Williams echoed the sentiment saying, “As an educator, I’ve seen the challenges teachers face working with middle and high school students who struggle with reading. Our goal is to impact children before they reach that level.” Tsunami will focus on providing literacy training to third- through fifth-graders graders in the Salisbury-Rowan area.

Williams added, “Low literacy impacts the local economy, employment opportunities, and overall quality of life. We’re excited to bring the Community together and to partner with local businesses, the Rowan-Salisbury School System, and individuals to impact literacy. We need social clubs, athletic teams, businesses, student-led clubs and other organizations to volunteer their time and expertise with us to make this a success.”

Retired educator Ella D. Woods, the group’s executive director, did not hold back her enthusiasm as she gave the near capacity crowd the history and evolution of the group. Her short stature almost kept her hidden behind the podium, but her excitement for the night’s event could not be obscured. She spoke from the heart offering, “I became an English teacher because of my love for the written language. It’s a passion of mine to instill the importance of reading into young people not only for their enjoyment, but also for their survival in our competitive world. I want people to really wake up to the fact that literacy is essential if we are to participate in the world around us” As she closed out her remarks, she showed her love for reading by surprising the crowd with gift copies of the book, “A Miracle on 34th Street.”

As the light smell of heavy hors d’oeuvres wafted about below, the mellow music from a jazz trio perched atop the room softly hovered over the crowd from above. This was a perfect accent and complement to conversations and participation at the tables of silent auction items that lined two walls of the room. The items for bidding were as diverse as the crowd and ranged from autographed athletic items from Salisbury’s Bobby Jackson and other professional sports figures, coaches and teams. The tables were also covered in art pieces, various restaurant offerings, home improvement/décor items, golfing packages, automotive goods from local dealers, and many other generous donations from local businesses.

The highlight of the evening was the guest speaker, Perry Tuttle, who is an ACC football legend. His impressive athletic résumé includes All American status as a wide receiver at Clemson and retiring as an all pro having played in the CFL and with the NFL’s Atlanta Falcons, Tampa Bay Buccaneers and Buffalo Bills. Tuttle spends his post gridiron days traveling the country as a motivational speaker and executive leadership coach. He worked the room not as a celebrity, but engaging everyone in conversation who approached. He graciously signed copies of the famous 1982 Sports Illustrated cover of his celebration after making the game winning catch to win Clemson the national championship in the Orange Bowl.

What made his speech so remarkable was the absence of tales from his football life. Instead, he placed emphasis on allowing the room to become part of his personal life for 20 minutes by sharing heartwarming stories of his family life and how literacy played an important role.

He began his speech by openly acknowledging he was slowly losing his eyesight to a degenerative disease and would be blind in a few years. Instead of seeking pity, he shared a story of how he had hoped the disease would progress slow enough to allow him to see his son play high school football. Many in the room were moved to tears as he described being able to coach his son’s team recently and watching him catch a game-winning touchdown.

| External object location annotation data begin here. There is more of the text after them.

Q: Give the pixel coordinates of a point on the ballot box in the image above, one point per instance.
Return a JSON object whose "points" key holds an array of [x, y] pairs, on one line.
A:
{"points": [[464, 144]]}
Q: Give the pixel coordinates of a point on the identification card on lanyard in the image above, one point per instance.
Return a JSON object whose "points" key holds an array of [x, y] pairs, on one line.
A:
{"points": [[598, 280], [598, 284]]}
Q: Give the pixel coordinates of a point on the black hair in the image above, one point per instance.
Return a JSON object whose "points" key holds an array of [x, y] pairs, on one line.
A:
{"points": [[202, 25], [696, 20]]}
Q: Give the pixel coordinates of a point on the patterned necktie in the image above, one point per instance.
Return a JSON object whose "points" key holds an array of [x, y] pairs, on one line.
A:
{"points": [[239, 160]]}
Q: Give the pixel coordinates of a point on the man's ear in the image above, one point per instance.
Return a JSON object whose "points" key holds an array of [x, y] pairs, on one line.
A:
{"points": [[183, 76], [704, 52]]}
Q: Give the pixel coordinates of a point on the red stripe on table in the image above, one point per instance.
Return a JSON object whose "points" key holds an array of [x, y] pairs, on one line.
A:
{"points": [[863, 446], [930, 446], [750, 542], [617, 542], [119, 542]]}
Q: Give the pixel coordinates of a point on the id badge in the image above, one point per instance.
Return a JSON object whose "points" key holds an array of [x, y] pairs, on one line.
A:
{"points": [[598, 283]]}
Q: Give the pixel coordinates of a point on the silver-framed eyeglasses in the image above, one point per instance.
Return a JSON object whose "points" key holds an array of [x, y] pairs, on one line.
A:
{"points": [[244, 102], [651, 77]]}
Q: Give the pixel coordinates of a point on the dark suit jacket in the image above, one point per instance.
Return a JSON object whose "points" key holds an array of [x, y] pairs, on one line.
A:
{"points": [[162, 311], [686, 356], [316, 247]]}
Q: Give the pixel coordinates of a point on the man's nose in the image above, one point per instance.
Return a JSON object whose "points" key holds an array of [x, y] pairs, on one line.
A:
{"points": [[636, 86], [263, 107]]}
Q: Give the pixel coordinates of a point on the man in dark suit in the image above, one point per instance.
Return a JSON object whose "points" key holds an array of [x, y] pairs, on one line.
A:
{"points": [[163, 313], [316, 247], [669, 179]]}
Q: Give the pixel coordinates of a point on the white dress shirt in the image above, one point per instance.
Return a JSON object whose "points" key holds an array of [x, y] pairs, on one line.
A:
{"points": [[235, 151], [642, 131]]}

He finished the emotional visual by saying the two stood mid-field crying and embracing, not because of his son’s game-wining feat, but because they knew his wish had been realized.

Amidst other personal examples of his love for his six children and his wife of 26 years, he shared how literacy has played a role in their lives. He humorously recalled encouraging his son to read one of his favorite books. When the son quickly returned the book, he asked him about the contents on a specific page. It was obvious to him his son failed to read the book although he repeatedly assured his dad he did. As he pressed his son to explain the content on the specific page, he turned to the page in book to reveal he had taped a $100 bill with the lesson that reading will pay you.

He regaled the crowd further with personal stories of how he had written a love letter to his then girlfriend, now wife, and how she returned it with spelling and grammar corrections marked in red ink. After acknowledging to her that reading and education were not important to him then as a NFL star, he recalled her response as pivotal to his looking at literacy differently. She said to him, “The person who doesn’t read is no different from the person who can’t read.”

He spoke fondly of going on daddy-daughter dates with each of his girls as they grew and how those interactions turned into his writing his third of five books.  He recalled how his daughters would ask him personal questions during the date in an effort to get to know the real him, so he turned their 15 allowed questions into a book that any father could use to strengthen his relationship with their children.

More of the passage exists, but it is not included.